Ces vidéos, illustrées par des images censées provenir du procès, ont alimenté un fort débat sur les réseaux sociaux et ont été largement commentées — en soutien ou en accusation envers « Le Ness ».
Variantes et prises de parole
D’autres comptes, notamment « Tekamec2000 », ont repris le récit avec des variantes : certains posts affirment que « Le Ness » a été « libéré grâce à son avocat » 24 heures après l’annonce de la condamnation. Plusieurs vidéos montrent l’intéressé s’exprimant face caméra, mais la plupart des séquences sont confuses, incompréhensibles ou sans rapport apparent avec l’affaire.
Une exception : une vidéo consultée par plusieurs centaines de milliers de personnes où « Le Ness » raconte en termes à peu près clairs que la femme qui l’a accusé connaissait son agresseur et le dissuade désormais de défendre des inconnus. Mais, dans l’ensemble, le fil narratif reste très flou.
FAKE OFF
Des recherches permettent de retrouver l’artiste derrière le nom « Le Ness » : il s’agit bien d’un nom de scène utilisé par un rappeur actif sur YouTube, Instagram, TikTok et sur des plateformes de streaming (lien).

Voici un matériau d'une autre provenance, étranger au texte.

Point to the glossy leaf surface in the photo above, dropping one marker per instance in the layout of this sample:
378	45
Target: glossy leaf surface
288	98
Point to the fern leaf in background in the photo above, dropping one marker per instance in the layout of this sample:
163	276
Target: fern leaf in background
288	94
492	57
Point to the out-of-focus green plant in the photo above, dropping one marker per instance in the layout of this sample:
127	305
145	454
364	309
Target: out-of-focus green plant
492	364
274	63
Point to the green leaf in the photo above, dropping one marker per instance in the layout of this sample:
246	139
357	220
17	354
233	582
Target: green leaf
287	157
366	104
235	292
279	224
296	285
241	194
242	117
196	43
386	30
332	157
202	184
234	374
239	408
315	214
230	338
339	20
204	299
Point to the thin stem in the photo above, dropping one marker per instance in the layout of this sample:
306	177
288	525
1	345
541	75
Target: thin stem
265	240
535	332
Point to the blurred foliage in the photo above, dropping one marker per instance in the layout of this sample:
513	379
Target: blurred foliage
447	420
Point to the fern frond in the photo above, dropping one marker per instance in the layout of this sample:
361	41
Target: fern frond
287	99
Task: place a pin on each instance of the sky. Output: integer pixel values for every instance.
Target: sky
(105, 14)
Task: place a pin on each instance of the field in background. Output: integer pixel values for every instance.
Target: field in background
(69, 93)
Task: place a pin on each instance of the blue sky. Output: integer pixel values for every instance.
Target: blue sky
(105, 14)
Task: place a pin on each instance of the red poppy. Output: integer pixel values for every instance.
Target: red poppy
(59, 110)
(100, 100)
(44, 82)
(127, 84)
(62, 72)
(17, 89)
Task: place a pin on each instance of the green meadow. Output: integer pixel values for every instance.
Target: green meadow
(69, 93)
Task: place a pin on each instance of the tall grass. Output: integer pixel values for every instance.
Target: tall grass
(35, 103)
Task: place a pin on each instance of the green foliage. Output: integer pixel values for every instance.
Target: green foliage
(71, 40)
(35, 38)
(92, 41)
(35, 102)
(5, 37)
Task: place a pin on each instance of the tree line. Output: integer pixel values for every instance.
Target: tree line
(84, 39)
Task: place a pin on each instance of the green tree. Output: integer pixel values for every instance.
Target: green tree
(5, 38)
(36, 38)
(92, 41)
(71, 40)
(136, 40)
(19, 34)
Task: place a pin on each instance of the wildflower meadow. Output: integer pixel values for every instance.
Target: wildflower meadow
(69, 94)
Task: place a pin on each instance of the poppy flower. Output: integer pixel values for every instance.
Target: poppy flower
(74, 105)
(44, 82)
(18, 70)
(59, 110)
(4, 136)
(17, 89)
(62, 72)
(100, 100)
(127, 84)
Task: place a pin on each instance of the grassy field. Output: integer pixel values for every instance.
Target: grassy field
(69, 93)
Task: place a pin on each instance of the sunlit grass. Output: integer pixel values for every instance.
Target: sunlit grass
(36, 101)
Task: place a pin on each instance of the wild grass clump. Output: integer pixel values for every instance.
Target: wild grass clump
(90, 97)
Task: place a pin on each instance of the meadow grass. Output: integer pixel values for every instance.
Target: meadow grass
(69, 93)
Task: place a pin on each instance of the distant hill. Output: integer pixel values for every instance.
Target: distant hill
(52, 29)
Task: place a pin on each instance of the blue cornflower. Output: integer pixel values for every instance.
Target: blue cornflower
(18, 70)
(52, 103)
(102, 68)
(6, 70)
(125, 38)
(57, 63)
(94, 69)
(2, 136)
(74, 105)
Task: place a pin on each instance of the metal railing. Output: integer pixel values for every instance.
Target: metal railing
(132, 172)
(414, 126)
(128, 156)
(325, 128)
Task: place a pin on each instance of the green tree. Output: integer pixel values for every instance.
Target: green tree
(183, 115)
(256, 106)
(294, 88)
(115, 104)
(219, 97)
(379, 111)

Contacté via TikTok et par e‑mail pour obtenir sa version, l’artiste n’avait pas, au moment de la rédaction, apporté de réponse publique confirmant les allégations. Entre-temps, l’examen des éléments disponibles invite à la prudence quant à la véracité du récit viral.
Ce qui colle… et ce qui ne colle pas
Sur son compte, « Le Ness » explique exercer une activité de livreur salarié dans une vidéo (lien), sans préciser l’employeur. Sa géolocalisation publique le situe plutôt entre Toulouse et Alger, sans mention de Roubaix.

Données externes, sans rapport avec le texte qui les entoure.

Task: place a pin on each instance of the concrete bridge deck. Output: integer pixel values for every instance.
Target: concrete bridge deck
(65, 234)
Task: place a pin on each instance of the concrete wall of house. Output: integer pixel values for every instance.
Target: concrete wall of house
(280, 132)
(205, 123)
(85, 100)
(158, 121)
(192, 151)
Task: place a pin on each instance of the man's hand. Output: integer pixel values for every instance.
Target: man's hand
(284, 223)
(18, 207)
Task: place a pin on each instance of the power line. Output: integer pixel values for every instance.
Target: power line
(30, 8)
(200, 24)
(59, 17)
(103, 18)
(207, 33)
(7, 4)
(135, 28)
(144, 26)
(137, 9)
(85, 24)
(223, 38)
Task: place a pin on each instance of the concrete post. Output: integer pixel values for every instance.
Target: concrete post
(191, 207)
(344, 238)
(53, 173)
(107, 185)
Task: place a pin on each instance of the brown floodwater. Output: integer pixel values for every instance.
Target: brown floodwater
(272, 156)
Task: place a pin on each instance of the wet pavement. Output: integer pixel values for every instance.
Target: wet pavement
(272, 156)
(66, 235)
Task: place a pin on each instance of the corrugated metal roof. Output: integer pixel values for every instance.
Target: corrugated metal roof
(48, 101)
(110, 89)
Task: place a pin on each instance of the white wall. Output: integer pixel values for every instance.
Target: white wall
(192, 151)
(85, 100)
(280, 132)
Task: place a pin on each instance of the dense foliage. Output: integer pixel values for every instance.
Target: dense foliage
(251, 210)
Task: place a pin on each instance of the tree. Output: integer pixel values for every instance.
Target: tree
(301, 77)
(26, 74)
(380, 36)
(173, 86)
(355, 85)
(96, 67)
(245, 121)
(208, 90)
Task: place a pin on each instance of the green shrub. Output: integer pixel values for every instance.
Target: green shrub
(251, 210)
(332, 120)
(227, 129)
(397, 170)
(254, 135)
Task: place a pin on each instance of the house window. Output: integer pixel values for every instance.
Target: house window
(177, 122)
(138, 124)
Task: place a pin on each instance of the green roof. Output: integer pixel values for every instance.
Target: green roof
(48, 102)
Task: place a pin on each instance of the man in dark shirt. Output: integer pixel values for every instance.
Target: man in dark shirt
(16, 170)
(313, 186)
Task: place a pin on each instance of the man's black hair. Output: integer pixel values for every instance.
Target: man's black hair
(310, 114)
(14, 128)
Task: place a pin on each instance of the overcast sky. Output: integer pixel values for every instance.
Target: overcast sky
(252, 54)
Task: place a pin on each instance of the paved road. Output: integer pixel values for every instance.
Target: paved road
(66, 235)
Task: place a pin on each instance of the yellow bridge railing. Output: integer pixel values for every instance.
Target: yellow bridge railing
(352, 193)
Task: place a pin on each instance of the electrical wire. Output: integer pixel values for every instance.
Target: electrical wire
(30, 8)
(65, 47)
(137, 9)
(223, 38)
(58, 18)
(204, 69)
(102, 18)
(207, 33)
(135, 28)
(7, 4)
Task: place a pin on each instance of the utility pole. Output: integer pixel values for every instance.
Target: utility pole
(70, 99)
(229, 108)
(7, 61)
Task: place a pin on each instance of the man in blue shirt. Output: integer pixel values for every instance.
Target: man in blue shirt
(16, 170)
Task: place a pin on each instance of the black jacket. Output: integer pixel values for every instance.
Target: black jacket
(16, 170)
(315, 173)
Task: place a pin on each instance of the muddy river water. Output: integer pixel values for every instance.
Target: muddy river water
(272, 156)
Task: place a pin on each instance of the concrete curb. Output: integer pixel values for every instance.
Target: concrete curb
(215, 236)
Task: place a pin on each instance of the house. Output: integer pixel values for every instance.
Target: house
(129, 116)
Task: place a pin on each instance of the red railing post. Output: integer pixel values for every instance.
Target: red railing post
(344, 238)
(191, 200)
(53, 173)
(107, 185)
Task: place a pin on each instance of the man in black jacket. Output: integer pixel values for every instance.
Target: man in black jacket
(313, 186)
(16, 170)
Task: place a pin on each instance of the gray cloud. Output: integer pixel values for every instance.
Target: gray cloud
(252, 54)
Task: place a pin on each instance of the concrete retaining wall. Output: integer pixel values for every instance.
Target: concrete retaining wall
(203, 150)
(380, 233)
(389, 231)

Plus étonnant : le rappeur ne fait aucune allusion publique aux démêlés judiciaires dont il serait l’objet, alors que d’autres contenus traitent de sa biographie ou de sa carrière. De même, en dehors des deux comptes TikTok qui propagent le récit, aucun média local ou national n’a relayé une affaire d’une telle ampleur ni trouvé d’autres traces corroborantes sur les réseaux sociaux, alors que le récit prétend avoir déclenché un important mouvement d’indignation en ligne.
Ce qui ne tient pas debout
Plusieurs éléments contenus dans les vidéos posent problème. Les extraits de « procès » utilisés au début des publications montrent des audiences filmées. Or, même si la captation et la diffusion d’audiences judiciaires sont autorisées depuis 2021 sous conditions strictes, la diffusion publique reste encadrée et ne peut intervenir qu’après décision définitive. Le montage et la présentation en temps réel laissent soupçonner l’usage d’images générées ou manipulées par une intelligence artificielle.
La qualification « comportement inapproprié » est formulée de manière vague et difficilement compatible avec une peine de 10 ans de prison ferme. L’invocation d’un sursis dans ces vidéos est également peu cohérente : les sursis s’appliquent généralement à des condamnations pour des faits graves et ne rendent pas compte aisément d’une incarcération aussi rapide ni d’une condamnation lourde suivie d’une annulation 24 heures plus tard.
Enfin, la rapidité annoncée entre verdict et « libération grâce à l’avocat » paraît juridiquement invraisemblable. Une procédure d’appel ne peut se clore en 24 heures, et l’annulation d’une condamnation pour vice de procédure reste exceptionnelle et rarement immédiate. Ces incohérences renforcent l’hypothèse d’une mise en scène ou d’une manipulation numérique.
Quant aux témoignages proposés par les comptes qui relaient l’affaire, la plupart sont incohérents ou hors sujet ; seule une prise de parole de « Le Ness » est relativement compréhensible, mais elle n’apporte pas d’éléments de vérification solides et laisse ouverte l’éventualité d’un deepfake réalisé à partir des contenus authentiques du rappeur.
Conclusion provisoire
En l’absence de preuves indépendantes, de documents judiciaires consultables ou de confirmations par des médias et compte tenu des nombreuses incohérences et signes de manipulation, tous les éléments penchent en faveur d’une infox Roubaix fomentée sur les réseaux sociaux.